Financial advisors are always necessarily working from very inadequate evidence. Economic and political events over coming months and years will affect the markets in ways they cannot predict with anything even remotely approaching certainty. And what do you hear at the end of every advert for a financial product? “Investments are subject to market conditions and can fluctuate in value, both upwards and downwards, and you may not get back the original amount invested. Past performance is not indicative of future results.”
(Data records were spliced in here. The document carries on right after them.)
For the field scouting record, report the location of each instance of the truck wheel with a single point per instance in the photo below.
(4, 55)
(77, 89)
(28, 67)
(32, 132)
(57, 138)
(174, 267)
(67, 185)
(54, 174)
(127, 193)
The British Psychological Society’s Practice Guidelines have some excellent advice on gaining informed consent, including that:

  • The process of obtaining consent is dynamic and must be revisited whenever significant changes occur in the intervention or the client’s willingness to continue.
  • The influence of the psychologist’s authority and the client’s desire for help can complicate the consent process, potentially leading to compliance rather than genuine agreement.
  • It is crucial that consent discussions are clear and ongoing, allowing clients to actively participate and ask questions to facilitate informed decision-making.

Many psychologists already appreciate the above, I know. I’ve never seen a formal argument using Aristotle’s framework, but the broad point isn’t new. All I’m advocating is that we consider anew what we really mean by evidence-based practice, and perhaps those advocates and dissenters who have sometimes gone to war with each other in pages of our learned journals might come to a speak in a common language.